Items Requiring 2/3 Vote for Passage

M2 and M4 are separated.

The rest pass with an unanimous vote, no discussion.

Henry Vilas Zoo Accounts
Jeremy Levin wants to ask a question of Supervisor Chuck Erickson (I saw him in the hallway as he was leaving, he had to go to the emergency room for a family member). Levin realizes that Erickson is gone, Corrigan points out staff are here. Levin says it was just a rhetorical question to point out that while the lines are needed, the contributions will not be charitable or tax deductible until we get a long term partner we won’t see much going into them.

Passes unanimously with no further discussion.

Sheriff Office budget line items
Tim Kiefer says his understanding is that someone wants to give them $8,000 and he wants to know who the “someone” is.

Sheriff Mahoney says that this is an item that was placed in his budget in 2019 and they made the decision to go look for private donations instead of keep it in the budget. David Wood, a significant supporter of Dane County and the Sheriff’s office, stepped up to pay to create the app.

Keifer says this is unusual. Do you know what the motivation is?

Mahoney says he is not surprised, they got $180,000 for the beltline truck donated by businesses and individuals. He likes the idea reaching out on public-private partnerships to take some of the burden off the board and taxpayers. His motivation is that he was a supporter of Dane County and the Sheriff’s office.

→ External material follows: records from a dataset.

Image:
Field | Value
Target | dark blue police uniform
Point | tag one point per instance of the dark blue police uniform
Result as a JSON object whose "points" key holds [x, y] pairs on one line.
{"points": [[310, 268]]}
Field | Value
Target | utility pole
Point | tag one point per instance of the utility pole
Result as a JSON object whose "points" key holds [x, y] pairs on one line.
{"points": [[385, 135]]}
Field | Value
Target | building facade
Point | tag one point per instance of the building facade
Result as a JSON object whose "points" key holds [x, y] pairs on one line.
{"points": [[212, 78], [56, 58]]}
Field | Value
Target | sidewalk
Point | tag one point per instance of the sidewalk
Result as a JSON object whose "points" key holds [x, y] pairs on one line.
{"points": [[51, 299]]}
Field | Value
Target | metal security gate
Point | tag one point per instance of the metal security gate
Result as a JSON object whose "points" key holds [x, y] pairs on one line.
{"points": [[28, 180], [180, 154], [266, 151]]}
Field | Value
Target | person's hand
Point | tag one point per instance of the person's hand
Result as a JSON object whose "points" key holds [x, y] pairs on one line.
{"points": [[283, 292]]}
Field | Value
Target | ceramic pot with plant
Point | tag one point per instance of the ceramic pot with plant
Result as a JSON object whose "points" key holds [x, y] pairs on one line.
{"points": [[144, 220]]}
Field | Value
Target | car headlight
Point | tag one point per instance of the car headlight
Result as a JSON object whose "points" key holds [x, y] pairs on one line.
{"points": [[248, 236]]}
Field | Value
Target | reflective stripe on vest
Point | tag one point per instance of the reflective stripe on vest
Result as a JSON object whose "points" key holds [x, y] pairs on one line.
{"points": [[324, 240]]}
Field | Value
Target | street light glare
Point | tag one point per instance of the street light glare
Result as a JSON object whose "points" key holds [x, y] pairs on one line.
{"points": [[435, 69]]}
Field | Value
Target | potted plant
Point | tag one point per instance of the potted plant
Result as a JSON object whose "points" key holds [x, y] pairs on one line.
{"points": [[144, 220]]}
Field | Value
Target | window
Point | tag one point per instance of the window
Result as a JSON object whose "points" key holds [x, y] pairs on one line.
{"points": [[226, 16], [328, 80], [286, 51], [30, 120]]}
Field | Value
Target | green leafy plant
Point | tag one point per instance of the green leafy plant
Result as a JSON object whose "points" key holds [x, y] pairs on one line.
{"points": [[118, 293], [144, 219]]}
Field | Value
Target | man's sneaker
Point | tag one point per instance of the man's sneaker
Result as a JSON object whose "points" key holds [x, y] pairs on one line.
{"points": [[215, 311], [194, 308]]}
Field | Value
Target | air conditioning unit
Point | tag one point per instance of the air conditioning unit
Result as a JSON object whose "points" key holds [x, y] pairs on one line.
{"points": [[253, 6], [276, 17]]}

Kiefer says that he is in favor. He says that there is a reason there is a low that says if we accept money we should know who it comes from to make sure it is legitimate. Here is sounds like it is. And it is great that David Wood did that. The resolution should disclose this in the future.

Passes on an unanimous vote.

Other Business

Chair Corrigan says that these are other matters that they don’t take up, but they put into the record as having been before the county board.

No Items

Adjournmentxx

Chair Corrigan reminds them the next meeting is at 6:00, it is a tour of the Bio-gas facility. A bus will take them there and then they will have their meeting at the East Highway Garage.